The concentrations of soluble Cr(VI) and chemical oxygen demand (COD) were determined by using the standard methods.²⁰ The soluble Cu(II) concentration was analyzed by atomic absorption spectroscopy (WFX-130, Beijing Ruili Analytical Instrument Co. Ltd., China). The MFC experiments lasted for 24 h, and the catholyte sampling was conducted on 0 h, 2 h, 4 h, 6 h, 8 h, 24 h for soluble Cr(VI) and Cu(II) concentration analyses.

3. Results and discussion

3.1. Effects of BioAu/MWCNT ratio and BioAu loading amount on electrode

In order to obtain the suitable BioAu/MWCNT ratio for electrode modification, effects of different BioAu/MWCNT ratios (1 : 0, 1 : 1, 1 : 2) on electrochemical characteristics of the carbon cloth were investigated when the BioAu loading amount was set at 0.83 ± 0.02 mg cm⁻². The electrochemical characteristics of different electrodes before operation were evaluated through measuring CV and EIS (Fig. 1). As shown in Fig. 1A, there were no peaks in the CV curves of all the electrodes since no redox reactions happened in PBS. Whereas, there is a significant increase in current range of each modified electrode compared with that of the bare electrode, suggesting that the modified carbon cloths had a higher faradaic charge capacity and electron transfer efficiency possibly due to the physico-chemical properties of the modifiers. Obviously, the larger proportion of MWCNT powder occupied in the modifier, the higher faradaic current was observed in CV. The highest current range was found in the electrode with the BioAu/MWCNT ratio of 1 : 2, indicating that MWCNTs were favorable supports for BioAu modification because of their unique electrical and structural properties.²¹ Anchoring of metal nanoparticles over MWCNTs is an effective strategy in improving the dispersion of nanoparticles, which increases the electrochemically available surface area and electrocatalytic active sites of electrodes.²² Similar synergistic effects have also been found in other nanocomposite modification studies using MWCNTs blending with metal nanoparticles such as TiO₂, Fe₃O₄, and SnO₂.^21,23,24

Fig. 1 CV and EIS analysis of electrodes with different BioAu/MWCNT ratios (A and B) and different BioAu loading amounts (C and D) before operation.

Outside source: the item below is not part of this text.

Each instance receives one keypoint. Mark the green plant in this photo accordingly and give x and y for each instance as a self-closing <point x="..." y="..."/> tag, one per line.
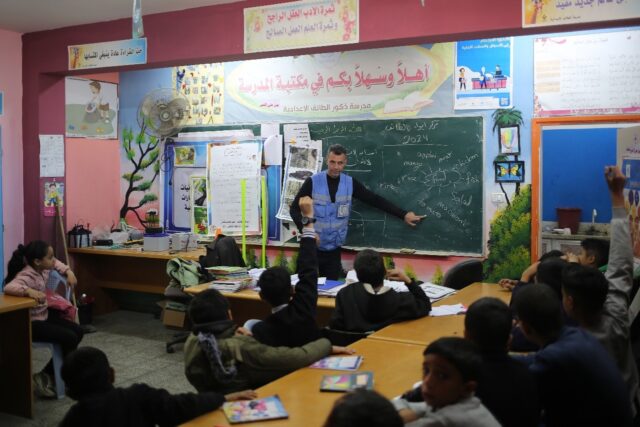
<point x="510" y="239"/>
<point x="142" y="152"/>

Furthermore, the interfacial electrochemical properties of modified electrodes were also evaluated by EIS.²⁵ Fig. 1B shows the Nyquist plots of all the electrodes. The x-intercept of a Nyquist plot represents R_s, and the semicircle diameter indicates R_ct. There were no distinct differences in R_s of all the electrodes, whereas all the electrodes presented significant differences in the observed R_ct. The R_ct decreased with the increased proportion of MWCNT powder in the modifiers, signifying remarkable enhancements of the catalytic reaction and electron transfer efficiency at the electrodes with the addition of MWCNTs. Accordingly, the electrode with the BioAu/MWCNT ratio of 1 : 2 possessed the smallest R_ct. The EIS results were in good agreement with the CV results.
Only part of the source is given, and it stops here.